Welcome to the forum!

Something to chew on; http://publicecodes.citation.com/icod/irc/2009/icod_irc_2009_6_sec001_par003.htm

http://www.buildingscience.com/docu...rol-for-new-residential-buildings?full_view=1

http://www.buildingscience.com/docu...ion/files/bscinfo_511_basement_insulation.pdf

Gary


----------



## cluelessloser (Apr 7, 2011)

Thank you for the reply.

It seems everyone has conflicting views on this issue, but it does seem that the best way to have gone would have been to attach and seal foam boards to the wall, then put the frame up against that.

I have read that with the setup I have now, since the plastic is touching the cool concrete block wall, condensation could happen on the inside of the plastic and then be absorbed by the insulation creating mold. Does that make sense?


Some people seem to think i'd be fine the way it is now and others act like it could not be worse. It is very confusing.

I think I can at least take down the drywall sheets and remove the paper facing from the batt. Everyone seems to agree that having the paper in basement walls is a bad idea.

If I were to put foam board against the cement block now it would be a big hassle since electrical outlets/wires and drywall are already in the frame.

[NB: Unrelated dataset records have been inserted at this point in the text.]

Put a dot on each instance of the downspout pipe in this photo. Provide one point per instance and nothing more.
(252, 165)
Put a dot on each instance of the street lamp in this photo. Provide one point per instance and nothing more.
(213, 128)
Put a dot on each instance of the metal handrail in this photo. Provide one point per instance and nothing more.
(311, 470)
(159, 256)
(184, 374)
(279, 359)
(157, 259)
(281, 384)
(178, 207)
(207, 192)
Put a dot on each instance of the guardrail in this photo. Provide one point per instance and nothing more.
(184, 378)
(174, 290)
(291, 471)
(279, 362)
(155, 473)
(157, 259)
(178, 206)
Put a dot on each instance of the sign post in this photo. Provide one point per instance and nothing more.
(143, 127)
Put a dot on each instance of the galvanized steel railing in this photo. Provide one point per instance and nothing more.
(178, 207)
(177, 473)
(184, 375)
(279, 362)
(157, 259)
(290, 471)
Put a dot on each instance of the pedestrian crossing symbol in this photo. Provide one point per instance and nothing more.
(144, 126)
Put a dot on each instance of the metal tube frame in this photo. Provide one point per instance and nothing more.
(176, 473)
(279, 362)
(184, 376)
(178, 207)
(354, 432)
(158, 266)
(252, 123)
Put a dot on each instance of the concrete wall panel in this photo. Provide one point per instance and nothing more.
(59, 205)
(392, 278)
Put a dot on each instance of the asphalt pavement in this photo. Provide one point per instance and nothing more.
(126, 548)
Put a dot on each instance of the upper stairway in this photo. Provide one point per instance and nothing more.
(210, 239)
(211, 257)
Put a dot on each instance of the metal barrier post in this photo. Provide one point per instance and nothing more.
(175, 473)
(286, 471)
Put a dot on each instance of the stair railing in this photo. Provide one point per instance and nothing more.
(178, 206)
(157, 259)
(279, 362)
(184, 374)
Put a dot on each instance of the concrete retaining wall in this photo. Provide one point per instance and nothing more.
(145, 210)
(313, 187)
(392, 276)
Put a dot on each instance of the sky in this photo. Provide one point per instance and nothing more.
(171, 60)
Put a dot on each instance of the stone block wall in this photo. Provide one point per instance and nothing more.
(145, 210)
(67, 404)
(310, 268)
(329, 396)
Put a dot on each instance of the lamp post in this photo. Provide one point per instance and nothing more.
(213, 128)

Do you think it is worth removing all that?


----------



## Gary in WA (Mar 11, 2009)

I would. The plastic will stop moisture leaving the basement and grow mold on the resin holding the fibers together in the batts. I guessing, no sill sealer under the p.t. plate to stop any air/capillary/thermal break, low density (R-11) 3-1/2" batt insulation inherent with convective loops, and no foam board air sealing the rims; http://www.diychatroom.com/f98/biggest-loser-fiberglass-insulation-90438/

This from my other post; Check around at different web sites to compare information on basement finishing. A few examples; http://www.terrylove.com/forums/show...or-my-basement

http://www.greenbuildingadvisor.com/...ent-insulation

http://www.familyhandyman.com/DIY-Pr...-By-Step#step2


Gary


----------



## AllanJ (Nov 24, 2007)

Short of putting hermetically sealed foam of sufficient R value on the wall, there will always be room air moisture condensing on the "far side" -- on the concrete foundation, on a plastic sheet hung on the concrete foundation, on a thinner foam insulation board with infiltration of non-hermetically sealed joints, etc.

One of the recommended methods is having rigid foam insulation against the wall first. Another is an air gap of about an inch between ordinary fiberglass batts and the concrete wall.

Still, the front side (against the drywall) should not have a moisture barrier or in the case of faced batts, numerous holes should be cut so any moisture that got in can reasonably easily evaporate back out during the summer when the wall isn't as cold.


----------



## HomeSealed (Jan 3, 2008)

Clueless, GBR has got you covered. The only reason there is conflicting info is because some is outdated, and some is flat out incorrect. The most up to date, best practices can be found in GBR's links.


----------